PITTSBURGH — Environmental Health News reporter Kristina Marusic joined NPR’s “Living on Earth” to discuss whether newly proposed fracking regulations in Pennsylvania could improve transparency about the chemicals used by the industry.
Pennsylvania Governor Josh Shapiro recently announced that he has directed regulatory agencies in Pennsylvania to draft new regulations that would improve the disclosure of the chemicals used during fracking, better control methane emissions, and create stronger protections related to waste products from fracking, among other new protections.
Marusic has previously reported on how the industry’s methane emissions are higher than reported, and on how regulatory loopholes allow fracking companies to withhold information about what chemicals are used during the drilling process from both the public and regulators.
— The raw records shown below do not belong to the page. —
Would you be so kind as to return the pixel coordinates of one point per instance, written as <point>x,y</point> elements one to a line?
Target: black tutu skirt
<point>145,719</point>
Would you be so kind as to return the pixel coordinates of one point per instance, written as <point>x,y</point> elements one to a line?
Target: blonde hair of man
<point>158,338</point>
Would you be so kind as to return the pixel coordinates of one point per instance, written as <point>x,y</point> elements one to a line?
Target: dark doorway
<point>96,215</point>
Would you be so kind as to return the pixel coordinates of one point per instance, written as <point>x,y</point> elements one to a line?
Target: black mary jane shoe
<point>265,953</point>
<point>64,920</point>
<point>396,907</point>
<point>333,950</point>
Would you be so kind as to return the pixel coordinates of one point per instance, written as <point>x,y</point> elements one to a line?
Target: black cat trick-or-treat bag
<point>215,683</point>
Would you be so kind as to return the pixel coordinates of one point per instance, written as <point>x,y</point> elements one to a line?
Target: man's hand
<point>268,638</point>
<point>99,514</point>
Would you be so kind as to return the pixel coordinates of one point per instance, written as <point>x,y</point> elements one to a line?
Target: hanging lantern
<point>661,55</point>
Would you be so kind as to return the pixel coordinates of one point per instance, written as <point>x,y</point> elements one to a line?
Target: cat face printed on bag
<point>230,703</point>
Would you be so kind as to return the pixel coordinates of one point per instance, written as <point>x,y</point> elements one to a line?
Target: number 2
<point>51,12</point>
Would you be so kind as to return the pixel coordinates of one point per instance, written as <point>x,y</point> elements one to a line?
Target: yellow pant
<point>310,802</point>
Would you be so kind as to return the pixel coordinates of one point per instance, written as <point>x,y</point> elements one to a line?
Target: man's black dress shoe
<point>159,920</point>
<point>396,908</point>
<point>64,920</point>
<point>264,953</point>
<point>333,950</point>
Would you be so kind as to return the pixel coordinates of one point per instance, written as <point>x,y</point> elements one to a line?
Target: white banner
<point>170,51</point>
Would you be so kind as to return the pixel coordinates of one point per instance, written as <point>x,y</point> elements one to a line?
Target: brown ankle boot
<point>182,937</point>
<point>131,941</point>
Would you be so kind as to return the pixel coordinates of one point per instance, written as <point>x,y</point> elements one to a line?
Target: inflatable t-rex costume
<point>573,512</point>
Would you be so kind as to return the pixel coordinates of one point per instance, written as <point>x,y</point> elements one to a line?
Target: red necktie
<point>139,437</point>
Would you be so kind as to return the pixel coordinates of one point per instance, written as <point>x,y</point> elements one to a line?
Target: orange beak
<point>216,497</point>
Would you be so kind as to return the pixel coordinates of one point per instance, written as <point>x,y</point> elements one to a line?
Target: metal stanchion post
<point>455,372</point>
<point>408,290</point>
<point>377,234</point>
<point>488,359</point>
Marusic’s previous reporting has also revealed that families who live near fracking wells in Pennsylvania are being exposed to potentially harmful chemicals like benzene, toluene, and PFAS (per- and polyfluoroalkyl substances, a.k.a. “forever chemicals”).
“If people living near fracking wells start experiencing health issues, it’s really important that they and their doctors know what chemicals they may have been exposed to when trying to figure out what’s going on,” Marusic said during the Living On Earth interview. “And it’s important for regulators to know too, so that if there’s suspected contamination, they know what to look for if they’re testing water and soil.”